Written by Paul Bourke
June 2020

For those who have not yet heard of Benfords law, this might interest you as much as it did me. Let's say you looked at 2^n, 3^n, 4*n, 5^n ... for a range of n greater than 0, and looked at the distribution of the first digit (most significant). What do you think it would look like? Or put another way, do you have any reason to believe the first digit would not be equally likely among 1,2,3...9, each digital having 11.1% chance of occurrence?

Note, this can be applied to just one set of powers (3¹, 3², 3³, ...) but the number of samples is quite low since you quickly run into the limits of computer integer representations. To get more samples I suggest forming the statistics including powers of other integers, doesn't actually matter which ones but you might like to preclude pathological cases like 1 and 10.

As it happens the distribution of first digits is anything but uniform. 1 has a probability around 30% and 9 less than 5%. It is known as Benfords law, originally identified circa 1880 when it was noticed that the first few pages of logarithm tables (where leading 1's were) were more worn than the later pages. The equation for the probability of the digit "d" is log10(1+1/d), see graph.

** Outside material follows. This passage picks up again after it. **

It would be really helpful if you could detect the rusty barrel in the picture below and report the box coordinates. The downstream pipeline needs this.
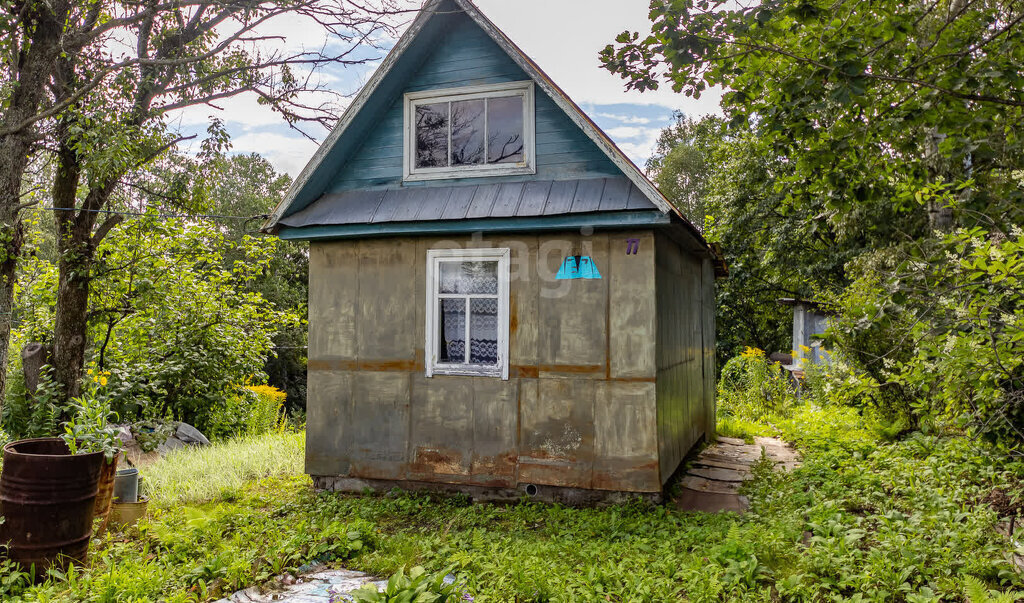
[0,438,104,572]
[93,453,120,520]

I at least found it fascinating, I tested it on a range of things including the Fibonacci series, the integer powers above and populations of the top 1,000 cities. It all makes sense once one realises it arises from distributions with a uniform logarithmic distribution, hence why it applies to lots of natural (fractal) processes. There are some interesting applications to detecting fraud when the fraudster is making up numbers randomly (uniformly) when they should follow Benfords law, and it has been used to convict fraud cases in a court of law.